A CNN handwritten digit recognizer with graphical UI, implemented with Python (tensorflow, kivy).
一个带界面的CNN手写数字识别,使用Python(tensorflow, kivy)实现。
This is a simple handwritten digit recognizer application, implemented with only Python language. Basically, I use Tensorflow to build the CNN classifier as the recognizer, and use Kivy to realize the UI. This program supports mouse or touch screen, and can recognize 0-9 altogether 10 numbers. The keypoint is as follows:
- Use Tensorflow (as well as its Estimator API) to build the CNN model. Use MNIST dataset to train the model.
- Use Kivy to build the UI.
- After drawing digit on the Kivy App window, the app export the digit as a image, which, after being processed with PIL, is feeded to the CNN model. The recognition result is displayed on the window later.

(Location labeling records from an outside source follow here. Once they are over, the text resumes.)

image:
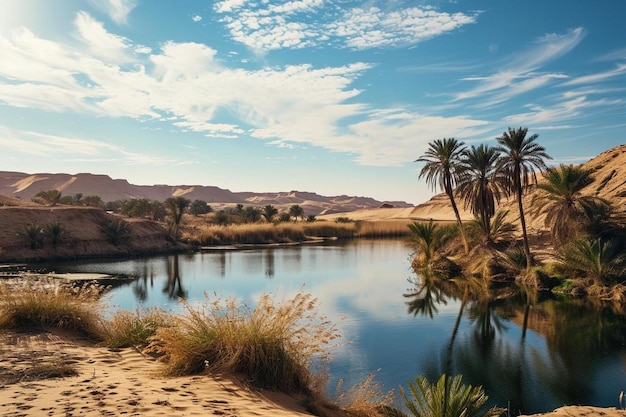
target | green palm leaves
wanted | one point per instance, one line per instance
(447, 398)
(442, 170)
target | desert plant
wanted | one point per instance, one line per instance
(600, 260)
(480, 184)
(42, 301)
(273, 343)
(520, 157)
(443, 170)
(32, 235)
(176, 207)
(429, 240)
(115, 231)
(446, 398)
(127, 328)
(54, 232)
(560, 198)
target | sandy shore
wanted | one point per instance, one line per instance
(126, 382)
(114, 383)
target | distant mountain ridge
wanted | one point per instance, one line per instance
(25, 186)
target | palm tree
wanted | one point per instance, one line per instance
(296, 211)
(442, 171)
(269, 212)
(429, 239)
(597, 259)
(176, 207)
(449, 397)
(480, 184)
(560, 197)
(520, 157)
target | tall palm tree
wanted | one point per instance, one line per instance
(480, 184)
(560, 197)
(520, 157)
(441, 170)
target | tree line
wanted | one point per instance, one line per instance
(587, 232)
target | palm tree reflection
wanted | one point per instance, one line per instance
(174, 287)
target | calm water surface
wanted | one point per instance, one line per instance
(572, 352)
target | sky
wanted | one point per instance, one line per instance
(336, 97)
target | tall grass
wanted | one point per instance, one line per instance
(48, 302)
(274, 343)
(133, 328)
(261, 233)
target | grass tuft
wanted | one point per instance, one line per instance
(47, 302)
(273, 344)
(127, 328)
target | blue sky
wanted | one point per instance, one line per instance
(334, 97)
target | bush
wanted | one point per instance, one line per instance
(274, 344)
(43, 302)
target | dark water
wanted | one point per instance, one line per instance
(570, 352)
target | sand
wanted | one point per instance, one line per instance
(117, 382)
(127, 382)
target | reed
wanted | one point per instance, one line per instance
(132, 328)
(274, 344)
(46, 302)
(383, 228)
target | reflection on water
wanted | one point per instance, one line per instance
(530, 354)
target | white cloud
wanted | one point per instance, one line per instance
(118, 10)
(520, 73)
(595, 78)
(101, 43)
(269, 26)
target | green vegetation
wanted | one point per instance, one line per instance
(520, 157)
(588, 233)
(442, 169)
(447, 398)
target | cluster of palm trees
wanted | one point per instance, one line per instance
(481, 176)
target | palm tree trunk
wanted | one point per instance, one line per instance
(450, 193)
(529, 259)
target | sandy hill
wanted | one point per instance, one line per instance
(609, 173)
(25, 186)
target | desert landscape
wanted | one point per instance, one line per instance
(126, 381)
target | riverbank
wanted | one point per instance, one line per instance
(128, 382)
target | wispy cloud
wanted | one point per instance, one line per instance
(520, 72)
(118, 10)
(264, 27)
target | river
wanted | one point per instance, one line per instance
(570, 352)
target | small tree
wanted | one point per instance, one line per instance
(296, 211)
(33, 235)
(447, 398)
(176, 207)
(53, 232)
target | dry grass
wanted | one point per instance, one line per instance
(274, 344)
(46, 302)
(383, 228)
(128, 328)
(278, 344)
(201, 233)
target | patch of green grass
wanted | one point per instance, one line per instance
(48, 302)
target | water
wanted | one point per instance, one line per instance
(573, 352)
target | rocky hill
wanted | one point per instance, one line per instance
(609, 173)
(25, 186)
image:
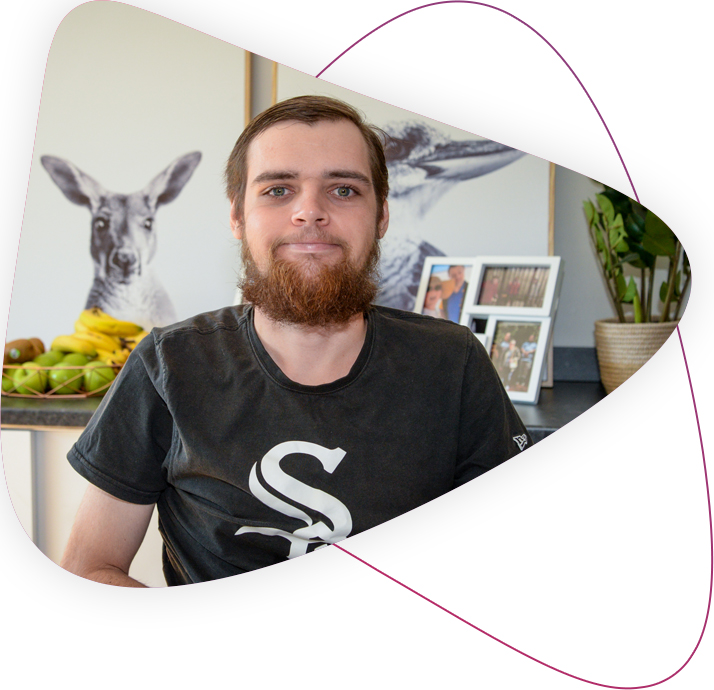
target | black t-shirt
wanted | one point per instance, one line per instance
(249, 468)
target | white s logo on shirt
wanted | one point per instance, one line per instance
(315, 499)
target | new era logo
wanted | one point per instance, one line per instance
(521, 441)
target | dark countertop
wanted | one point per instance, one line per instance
(559, 405)
(556, 407)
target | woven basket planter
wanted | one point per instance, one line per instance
(622, 348)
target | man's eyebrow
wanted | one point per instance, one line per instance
(273, 175)
(346, 175)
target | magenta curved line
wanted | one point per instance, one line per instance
(689, 378)
(513, 16)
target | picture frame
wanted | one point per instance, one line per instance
(443, 273)
(526, 286)
(519, 368)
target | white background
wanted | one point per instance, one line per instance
(590, 551)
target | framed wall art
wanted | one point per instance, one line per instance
(518, 347)
(527, 286)
(130, 98)
(443, 287)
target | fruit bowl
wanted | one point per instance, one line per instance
(44, 382)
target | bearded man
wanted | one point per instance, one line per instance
(265, 432)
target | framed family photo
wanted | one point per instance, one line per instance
(517, 346)
(443, 287)
(527, 286)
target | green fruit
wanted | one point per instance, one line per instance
(30, 379)
(7, 383)
(97, 375)
(49, 359)
(75, 359)
(68, 380)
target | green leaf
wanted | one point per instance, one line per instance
(589, 211)
(608, 210)
(634, 227)
(631, 292)
(599, 242)
(620, 285)
(638, 307)
(659, 239)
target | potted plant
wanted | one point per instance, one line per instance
(628, 240)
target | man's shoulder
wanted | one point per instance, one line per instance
(207, 323)
(419, 323)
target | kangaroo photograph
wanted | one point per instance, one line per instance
(123, 239)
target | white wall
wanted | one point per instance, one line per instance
(125, 93)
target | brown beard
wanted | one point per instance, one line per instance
(294, 293)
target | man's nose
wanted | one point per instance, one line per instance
(311, 209)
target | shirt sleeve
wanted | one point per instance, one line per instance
(490, 430)
(123, 447)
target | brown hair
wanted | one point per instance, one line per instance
(307, 110)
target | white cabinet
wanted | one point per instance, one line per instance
(46, 492)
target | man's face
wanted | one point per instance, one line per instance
(309, 197)
(456, 273)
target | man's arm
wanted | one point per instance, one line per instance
(105, 537)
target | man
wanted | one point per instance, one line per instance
(264, 433)
(455, 300)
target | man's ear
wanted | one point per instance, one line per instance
(384, 222)
(236, 222)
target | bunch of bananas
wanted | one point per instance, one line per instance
(101, 336)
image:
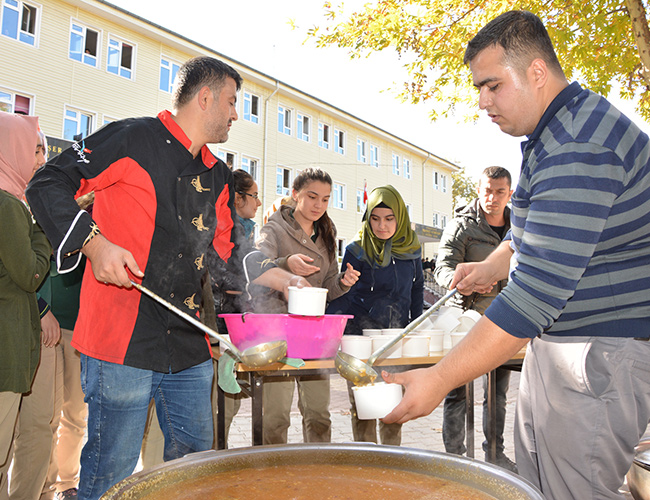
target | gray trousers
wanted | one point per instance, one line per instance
(313, 403)
(584, 404)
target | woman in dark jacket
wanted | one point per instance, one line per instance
(24, 262)
(390, 290)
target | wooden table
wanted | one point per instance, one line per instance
(254, 387)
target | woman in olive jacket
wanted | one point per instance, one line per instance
(24, 262)
(303, 233)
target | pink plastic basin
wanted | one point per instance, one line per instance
(308, 337)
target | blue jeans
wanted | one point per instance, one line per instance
(118, 399)
(453, 421)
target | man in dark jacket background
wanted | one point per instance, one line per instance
(471, 236)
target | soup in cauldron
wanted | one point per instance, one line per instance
(318, 482)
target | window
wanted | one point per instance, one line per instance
(339, 141)
(168, 70)
(361, 151)
(396, 165)
(84, 44)
(304, 127)
(20, 21)
(407, 168)
(338, 196)
(324, 136)
(15, 103)
(77, 124)
(361, 206)
(120, 58)
(282, 181)
(284, 120)
(374, 156)
(251, 107)
(251, 166)
(228, 158)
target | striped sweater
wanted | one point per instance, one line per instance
(580, 225)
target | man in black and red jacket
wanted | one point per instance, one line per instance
(162, 203)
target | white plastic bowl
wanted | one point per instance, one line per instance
(393, 352)
(415, 346)
(393, 332)
(457, 337)
(446, 322)
(468, 319)
(377, 400)
(436, 338)
(307, 301)
(356, 345)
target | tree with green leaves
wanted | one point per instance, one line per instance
(599, 43)
(463, 189)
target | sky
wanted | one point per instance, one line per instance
(258, 33)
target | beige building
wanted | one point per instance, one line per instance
(78, 64)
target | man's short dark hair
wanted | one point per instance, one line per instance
(196, 74)
(498, 173)
(523, 38)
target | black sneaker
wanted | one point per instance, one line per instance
(503, 461)
(69, 494)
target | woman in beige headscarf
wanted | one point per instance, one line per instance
(24, 262)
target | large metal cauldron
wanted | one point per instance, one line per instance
(487, 478)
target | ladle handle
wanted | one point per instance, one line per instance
(410, 327)
(187, 317)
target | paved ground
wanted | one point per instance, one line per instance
(425, 433)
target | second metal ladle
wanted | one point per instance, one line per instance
(361, 372)
(255, 357)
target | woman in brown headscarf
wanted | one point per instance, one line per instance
(24, 262)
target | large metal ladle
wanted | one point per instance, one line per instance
(362, 373)
(255, 357)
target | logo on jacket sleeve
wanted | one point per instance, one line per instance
(189, 302)
(198, 222)
(82, 151)
(198, 262)
(196, 182)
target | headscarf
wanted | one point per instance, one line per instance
(18, 140)
(404, 245)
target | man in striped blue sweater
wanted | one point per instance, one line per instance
(579, 268)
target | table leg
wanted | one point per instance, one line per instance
(257, 399)
(492, 414)
(469, 407)
(221, 419)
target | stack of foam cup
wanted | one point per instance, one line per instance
(465, 323)
(447, 321)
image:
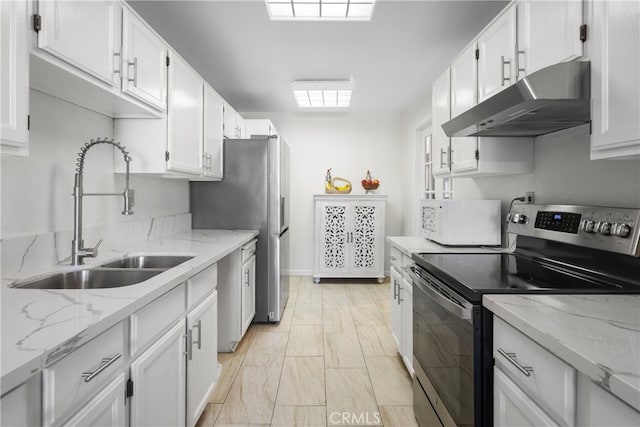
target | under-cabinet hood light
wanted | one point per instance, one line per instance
(320, 10)
(322, 93)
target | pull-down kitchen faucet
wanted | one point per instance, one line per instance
(78, 251)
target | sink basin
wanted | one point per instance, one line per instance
(90, 279)
(148, 261)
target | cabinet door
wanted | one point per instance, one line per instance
(551, 33)
(144, 62)
(85, 34)
(497, 51)
(248, 292)
(441, 113)
(202, 365)
(185, 118)
(366, 240)
(213, 133)
(106, 409)
(158, 377)
(396, 307)
(512, 407)
(333, 250)
(615, 67)
(464, 95)
(14, 77)
(406, 348)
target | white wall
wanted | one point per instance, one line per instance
(349, 144)
(36, 190)
(563, 174)
(414, 118)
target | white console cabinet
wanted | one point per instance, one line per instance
(349, 236)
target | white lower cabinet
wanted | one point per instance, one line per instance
(106, 410)
(512, 407)
(248, 292)
(396, 306)
(159, 376)
(202, 350)
(236, 297)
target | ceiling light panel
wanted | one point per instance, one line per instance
(320, 10)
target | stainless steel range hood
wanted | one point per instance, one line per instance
(548, 100)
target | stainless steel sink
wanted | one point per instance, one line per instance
(90, 279)
(148, 261)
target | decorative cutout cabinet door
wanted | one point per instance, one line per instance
(349, 237)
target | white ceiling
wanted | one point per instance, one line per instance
(251, 61)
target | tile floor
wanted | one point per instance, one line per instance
(330, 361)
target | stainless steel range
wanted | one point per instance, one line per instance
(560, 249)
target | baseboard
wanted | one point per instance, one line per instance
(300, 272)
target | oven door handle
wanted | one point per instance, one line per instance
(444, 302)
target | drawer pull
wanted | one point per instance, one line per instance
(106, 362)
(526, 370)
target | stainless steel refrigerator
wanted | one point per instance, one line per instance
(254, 194)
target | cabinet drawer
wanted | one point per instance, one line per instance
(546, 378)
(248, 250)
(201, 285)
(72, 381)
(395, 257)
(151, 320)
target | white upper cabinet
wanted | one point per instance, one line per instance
(464, 95)
(441, 113)
(496, 45)
(184, 144)
(213, 134)
(14, 75)
(615, 86)
(85, 34)
(144, 57)
(548, 33)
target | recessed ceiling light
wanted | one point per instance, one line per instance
(322, 93)
(321, 10)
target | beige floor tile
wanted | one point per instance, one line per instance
(343, 351)
(338, 320)
(267, 349)
(231, 363)
(390, 380)
(209, 415)
(305, 340)
(311, 416)
(376, 340)
(252, 396)
(350, 391)
(367, 314)
(398, 416)
(306, 314)
(302, 382)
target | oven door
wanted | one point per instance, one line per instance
(444, 349)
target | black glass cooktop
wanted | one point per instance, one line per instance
(475, 274)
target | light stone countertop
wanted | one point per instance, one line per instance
(417, 244)
(599, 335)
(41, 326)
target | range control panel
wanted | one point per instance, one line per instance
(610, 229)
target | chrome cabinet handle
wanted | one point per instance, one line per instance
(118, 62)
(520, 69)
(526, 370)
(199, 340)
(135, 71)
(189, 344)
(104, 364)
(502, 64)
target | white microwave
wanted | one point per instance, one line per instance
(461, 222)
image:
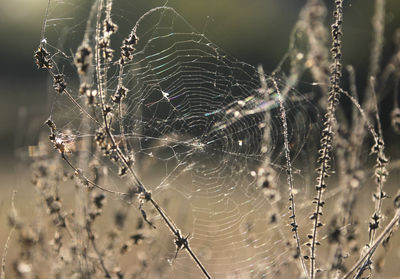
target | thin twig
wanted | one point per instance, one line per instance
(372, 248)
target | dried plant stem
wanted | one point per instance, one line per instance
(327, 132)
(289, 172)
(180, 240)
(388, 229)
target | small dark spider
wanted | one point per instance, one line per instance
(59, 83)
(42, 59)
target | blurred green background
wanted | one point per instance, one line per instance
(255, 31)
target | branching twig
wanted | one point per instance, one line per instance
(327, 132)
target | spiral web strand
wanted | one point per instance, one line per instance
(193, 120)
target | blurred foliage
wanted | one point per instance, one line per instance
(256, 31)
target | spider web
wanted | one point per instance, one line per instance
(193, 120)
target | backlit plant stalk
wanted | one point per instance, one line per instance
(327, 131)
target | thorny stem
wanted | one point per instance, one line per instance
(141, 188)
(327, 132)
(289, 172)
(378, 241)
(380, 176)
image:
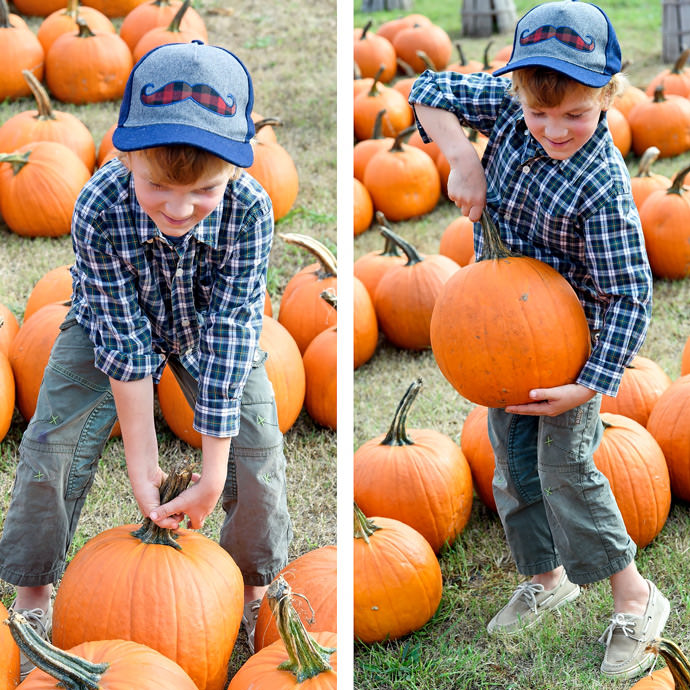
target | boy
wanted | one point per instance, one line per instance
(171, 249)
(559, 191)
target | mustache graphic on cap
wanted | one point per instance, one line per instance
(564, 34)
(178, 91)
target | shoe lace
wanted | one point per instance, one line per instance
(527, 591)
(623, 621)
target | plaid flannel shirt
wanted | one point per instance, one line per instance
(142, 298)
(577, 214)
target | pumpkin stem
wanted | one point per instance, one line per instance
(397, 146)
(173, 485)
(43, 106)
(330, 297)
(390, 248)
(493, 244)
(677, 662)
(364, 527)
(329, 264)
(648, 157)
(307, 657)
(71, 672)
(413, 256)
(174, 26)
(16, 160)
(84, 30)
(397, 434)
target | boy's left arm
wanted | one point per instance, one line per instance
(620, 273)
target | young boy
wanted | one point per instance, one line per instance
(553, 182)
(171, 249)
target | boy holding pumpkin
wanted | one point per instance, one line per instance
(171, 244)
(559, 191)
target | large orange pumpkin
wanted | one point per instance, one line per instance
(180, 594)
(634, 464)
(669, 423)
(30, 351)
(406, 294)
(103, 664)
(312, 576)
(39, 184)
(419, 477)
(64, 20)
(676, 674)
(88, 66)
(19, 50)
(476, 447)
(46, 124)
(497, 327)
(298, 661)
(642, 383)
(397, 579)
(9, 655)
(665, 218)
(284, 368)
(158, 13)
(302, 310)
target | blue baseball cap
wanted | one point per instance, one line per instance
(189, 93)
(572, 37)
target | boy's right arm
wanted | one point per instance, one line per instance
(466, 181)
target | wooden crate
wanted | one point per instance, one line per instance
(485, 17)
(675, 25)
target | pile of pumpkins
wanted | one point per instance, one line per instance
(430, 480)
(77, 56)
(168, 616)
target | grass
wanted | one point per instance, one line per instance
(453, 651)
(301, 91)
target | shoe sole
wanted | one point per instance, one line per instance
(648, 660)
(525, 626)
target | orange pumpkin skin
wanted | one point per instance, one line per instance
(284, 368)
(457, 241)
(669, 423)
(321, 374)
(497, 330)
(53, 286)
(397, 581)
(664, 217)
(8, 329)
(476, 447)
(62, 21)
(130, 665)
(88, 67)
(634, 464)
(313, 575)
(642, 383)
(19, 50)
(186, 604)
(9, 655)
(30, 351)
(158, 13)
(37, 200)
(261, 671)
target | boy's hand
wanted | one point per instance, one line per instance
(467, 188)
(197, 502)
(551, 402)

这是一个简单的手写数字识别小应用,全部使用Python语言实现,主要使用Tensorflow搭建CNN分类器作为后台识别器,使用Kivy框架编写前端界面,支持鼠标或触控操作,能够识别0-9这10个数字。实现的技术要点如下:
- 使用Tensorflow(和其Estimator API)构建CNN模型,使用MNIST数据集训练模型;
- 使用Kivy框架构建前端界面;
- 在Kivy界面上写字后,将界面导出成图片,使用PIL处理后喂给后端的CNN进行识别,识别结果显示在界面上。
- Python 3
- Tensorflow
- Kivy
- Numpy
- PIL
Run the main app:
python main.py
Train the model (trained model is included, so the main app can work immediately)
python trainer.py
You can also modify some hyperparams in trainer.py
.
使用以下命令启动主程序:
python main.py
使用一下命令进行模型的训练(已有训练好的模型,可以直接使用):
python trainer.py
可以在trainer.py
文件中更改各种模型的超参数。
Some existing problems, which I will try to find out the reasons and fix in the future when I'm free. There we have:
- When drawing digit at the first time after the app runs, the response time is quite long. I guess it's about the loading of tf, and multi-thread may help.
- The effectiveness of the recognition is not very good. The classifer is easy to mix some digits (like 2 & 7, 2 & 3, 0 & 6 etc.).
- If I modify the x in MNIST dataset, changing values not equal to 0 into 1, the training speed will be much slower. I don't know why.
If you know how to handle these existing problem, or any other problems, feel free to let me know. Thank you!
现在已知存在的问题,之后有时间再找原因修复。问题有:
- 启动程序后,第一次写字,响应速度慢,猜想是第一次要加载tf相关的东西,拖慢了速度,估计可以用多线程解决;
- 识别效果一般,有几个数字(如2和7,2和3,0和6)经常混淆;
- 若将MNIST数据集进行处理,将x中所有非0值改为1,训练速度会极大的下降,不知道是为什么。
存在的这些问题或其他问题,若有大神知道原因或解决方法,求告知。
I wrote it just for fun, btw learn the use of Tensorflow and git. I'm new to TF and DL. Any seggestions is welcomed. Thank you!
这个小程序就是自己写着玩,顺便学学Tensorflow和git的使用。TF和深度学习新手,请多包涵,请多指导。